The cadets standing at the entrance were as diverse as the new recruits, but each of them wore the same bright crimson uniform. They had patches denoting their nationality, but they were merely decorations next to the badges proving their authority. Two corps officers stood among them, easily identifiable by their age and the much darker maroon they wore despite the heat. Their vulture gaze raked over the recruits, as if predicting the exact manner of their coming untimely demise.
The cadet at the center stepped forward. His nationality was indecipherable, his accent unplaceable. “Welcome to Echo Base. I am your cadet chief, Dominic Hagans.
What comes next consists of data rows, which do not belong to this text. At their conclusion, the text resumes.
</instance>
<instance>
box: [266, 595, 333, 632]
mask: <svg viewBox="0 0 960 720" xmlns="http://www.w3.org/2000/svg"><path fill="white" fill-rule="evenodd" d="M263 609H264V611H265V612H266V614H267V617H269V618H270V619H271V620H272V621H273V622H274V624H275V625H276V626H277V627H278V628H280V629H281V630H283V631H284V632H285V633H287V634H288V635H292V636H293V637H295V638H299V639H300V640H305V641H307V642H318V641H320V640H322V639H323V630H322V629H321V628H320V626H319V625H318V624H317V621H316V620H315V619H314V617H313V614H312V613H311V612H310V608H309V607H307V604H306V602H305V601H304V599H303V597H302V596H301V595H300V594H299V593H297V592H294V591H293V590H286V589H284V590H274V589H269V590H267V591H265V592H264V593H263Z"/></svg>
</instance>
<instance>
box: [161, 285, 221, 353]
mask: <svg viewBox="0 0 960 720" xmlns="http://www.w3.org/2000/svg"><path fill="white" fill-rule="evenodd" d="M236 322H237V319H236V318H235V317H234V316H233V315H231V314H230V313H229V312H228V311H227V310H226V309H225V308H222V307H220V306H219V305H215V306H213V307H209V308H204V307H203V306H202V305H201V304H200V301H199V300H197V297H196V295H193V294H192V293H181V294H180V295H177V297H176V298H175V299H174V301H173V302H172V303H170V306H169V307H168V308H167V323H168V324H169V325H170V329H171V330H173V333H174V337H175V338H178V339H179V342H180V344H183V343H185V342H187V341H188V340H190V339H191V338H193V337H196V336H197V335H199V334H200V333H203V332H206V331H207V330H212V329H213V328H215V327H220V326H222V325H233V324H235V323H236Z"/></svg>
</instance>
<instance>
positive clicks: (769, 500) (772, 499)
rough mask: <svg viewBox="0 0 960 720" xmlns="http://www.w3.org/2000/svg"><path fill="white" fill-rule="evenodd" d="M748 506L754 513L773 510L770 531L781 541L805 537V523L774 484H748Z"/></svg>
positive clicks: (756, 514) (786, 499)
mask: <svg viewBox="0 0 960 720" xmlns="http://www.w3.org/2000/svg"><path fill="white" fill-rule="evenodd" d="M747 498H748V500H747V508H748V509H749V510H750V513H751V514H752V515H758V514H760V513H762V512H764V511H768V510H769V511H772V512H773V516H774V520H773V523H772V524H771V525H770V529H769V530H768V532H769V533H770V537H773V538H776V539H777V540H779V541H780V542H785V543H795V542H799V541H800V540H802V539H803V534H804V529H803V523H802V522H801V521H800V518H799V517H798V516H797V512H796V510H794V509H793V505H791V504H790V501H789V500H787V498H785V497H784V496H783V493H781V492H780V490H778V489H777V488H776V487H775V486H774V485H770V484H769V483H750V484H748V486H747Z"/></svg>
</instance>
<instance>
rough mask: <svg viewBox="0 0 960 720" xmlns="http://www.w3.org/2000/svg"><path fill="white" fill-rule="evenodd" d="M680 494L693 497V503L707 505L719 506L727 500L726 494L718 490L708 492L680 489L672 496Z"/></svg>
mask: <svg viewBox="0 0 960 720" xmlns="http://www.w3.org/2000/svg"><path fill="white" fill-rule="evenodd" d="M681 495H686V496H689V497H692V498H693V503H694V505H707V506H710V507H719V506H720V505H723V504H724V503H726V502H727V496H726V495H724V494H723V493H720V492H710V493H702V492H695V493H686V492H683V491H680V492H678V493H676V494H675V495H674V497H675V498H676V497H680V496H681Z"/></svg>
I don’t care what political pretense led you to stand here today, you are not here because you are the best, you are not here because your country expects it, you are here because you are going to spend the rest of your lives killing locusts or enabling someone else in the killing of locusts. Graduate, and that will be a very long time. The corps is the first line of defense. First boots on the ground, first blood drawn, last man standing. If you crack under pressure, if you freeze in the face of terror, if you cannot handle the responsibility of delaying human extinction which assuredly rests on all of our shoulders, I suggest you get back on those trucks.”
For the long pause that followed, not a single cadet flinched.
“Excellent. Your instructors will do everything in their power to prove you wrong. Dismissed.”